The numerous talks and workshops covered a whole range of subjects including facial surgery, make up, drag king workshops, aerobics, older trans people, wardrobe and styles, as well as police advice and political support from Press For Change. Truly something there for everyone !
I can only give a short rendition of the numerous fringe events that go on over the 3 days, so its better to have a look on the Sparkle website to see the whole list of everything that was arranged.
The focal point of sparkle is Sackville Garden. The stage has a nonstop music and entertainment all afternoon, with the numerous stalls providing a wonderful array of products and services. Wig setting and trimming, nail bar, make up lessons, underwear and trade unions were amongst the many stalls adding to party atmosphere for the weekend.

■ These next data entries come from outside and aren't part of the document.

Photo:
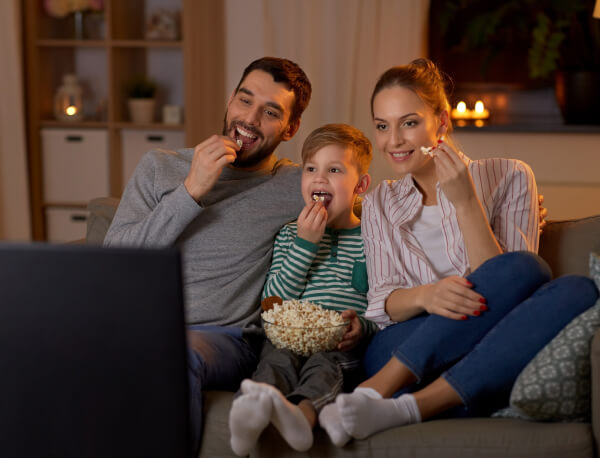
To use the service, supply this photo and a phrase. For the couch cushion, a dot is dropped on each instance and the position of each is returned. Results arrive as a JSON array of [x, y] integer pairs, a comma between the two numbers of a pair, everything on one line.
[[565, 245], [440, 438]]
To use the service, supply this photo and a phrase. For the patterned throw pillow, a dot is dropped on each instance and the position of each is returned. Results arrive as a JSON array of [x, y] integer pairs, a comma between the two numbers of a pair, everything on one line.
[[555, 385]]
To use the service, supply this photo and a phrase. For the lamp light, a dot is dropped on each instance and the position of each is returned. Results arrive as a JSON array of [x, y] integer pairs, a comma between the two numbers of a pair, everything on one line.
[[68, 104]]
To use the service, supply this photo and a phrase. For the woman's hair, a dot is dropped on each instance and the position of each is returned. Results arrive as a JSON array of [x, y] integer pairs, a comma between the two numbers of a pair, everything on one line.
[[420, 76], [343, 135]]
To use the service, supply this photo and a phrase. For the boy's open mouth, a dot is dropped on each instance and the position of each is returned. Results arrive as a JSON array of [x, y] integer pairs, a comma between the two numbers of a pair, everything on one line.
[[322, 196]]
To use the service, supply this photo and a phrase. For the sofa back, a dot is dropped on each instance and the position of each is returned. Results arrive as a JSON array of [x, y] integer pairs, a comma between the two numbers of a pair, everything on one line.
[[565, 245]]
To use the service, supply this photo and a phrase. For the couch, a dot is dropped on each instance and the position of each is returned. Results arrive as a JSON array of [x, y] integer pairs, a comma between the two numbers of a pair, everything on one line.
[[565, 245]]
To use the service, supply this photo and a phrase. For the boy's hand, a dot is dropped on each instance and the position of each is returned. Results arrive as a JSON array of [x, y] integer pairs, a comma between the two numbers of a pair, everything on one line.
[[312, 221], [353, 332]]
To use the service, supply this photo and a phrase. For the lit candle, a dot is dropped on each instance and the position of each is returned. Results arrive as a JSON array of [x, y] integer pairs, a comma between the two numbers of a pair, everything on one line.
[[480, 111], [461, 111]]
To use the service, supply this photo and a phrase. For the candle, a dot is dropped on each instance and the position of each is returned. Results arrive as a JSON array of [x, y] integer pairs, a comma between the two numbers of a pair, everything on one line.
[[461, 111], [480, 111]]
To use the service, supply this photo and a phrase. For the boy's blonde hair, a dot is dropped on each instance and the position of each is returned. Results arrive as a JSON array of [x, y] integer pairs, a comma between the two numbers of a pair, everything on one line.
[[343, 135]]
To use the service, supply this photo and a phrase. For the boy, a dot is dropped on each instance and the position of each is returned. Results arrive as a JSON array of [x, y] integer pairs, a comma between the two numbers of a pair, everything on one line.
[[320, 258]]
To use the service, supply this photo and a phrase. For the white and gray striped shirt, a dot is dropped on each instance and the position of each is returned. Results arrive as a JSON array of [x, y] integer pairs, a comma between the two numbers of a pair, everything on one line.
[[395, 259]]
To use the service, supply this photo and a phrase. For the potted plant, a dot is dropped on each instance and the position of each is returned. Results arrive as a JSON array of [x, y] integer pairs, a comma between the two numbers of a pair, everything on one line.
[[562, 38], [141, 93]]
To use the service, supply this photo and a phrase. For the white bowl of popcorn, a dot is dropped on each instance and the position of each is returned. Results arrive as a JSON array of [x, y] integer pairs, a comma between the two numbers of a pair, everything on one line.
[[303, 327]]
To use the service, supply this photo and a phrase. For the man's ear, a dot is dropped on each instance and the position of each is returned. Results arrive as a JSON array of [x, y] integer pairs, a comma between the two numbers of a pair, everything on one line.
[[363, 184], [291, 130]]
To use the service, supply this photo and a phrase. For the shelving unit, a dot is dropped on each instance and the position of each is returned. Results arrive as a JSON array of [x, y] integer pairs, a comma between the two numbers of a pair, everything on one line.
[[189, 72]]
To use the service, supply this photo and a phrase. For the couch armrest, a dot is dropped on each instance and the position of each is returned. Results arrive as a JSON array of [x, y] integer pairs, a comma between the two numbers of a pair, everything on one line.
[[595, 361]]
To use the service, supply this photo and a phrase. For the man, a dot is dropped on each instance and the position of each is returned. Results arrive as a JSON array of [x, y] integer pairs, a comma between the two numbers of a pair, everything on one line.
[[222, 203]]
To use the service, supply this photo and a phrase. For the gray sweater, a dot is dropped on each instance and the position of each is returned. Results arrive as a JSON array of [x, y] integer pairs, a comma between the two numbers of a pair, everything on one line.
[[226, 242]]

We mingled with the crowds, chatting with those we knew -- and meeting new people -- watched the stage shows, had some food and enjoyed the good weather whist soaking up the lovely atmosphere.
By now the street was full of people and the party atmosphere had become infectious. After dinner we headed to the dance floor at New York New York, one of the premier venues, which was full of dancing people and partied the night away.
Sunday started with a somber period of remembrance. Sackville Gardens is the home to the National Trans Memorial where anyone can come and sit and remember those of our community who are victims of Transphobic hate crime, have ended their lives though suicide, or have been lost though other causes. Everyone should participate, privately or publicly, in a moment of Transgender Remembrance - it's good for the soul.
We had lost one of our good friends recently and we were able to take some time with others to remember all the good times we had together.
The park stage continued to provide some wonder shows all afternoon, including the LGBT Chorus, a tribute to Hinge and Bracket by Kettle and Black, as well as some great tunes from other performers.
The street was still full of people enjoying the festival atmosphere and we were sad to make our way back to the car for our long journey home.
We’ve just booked the hotels for next year …. Who’s coming to join us?
May thanks to Bella-Jay and all the team for making Sparkle happen.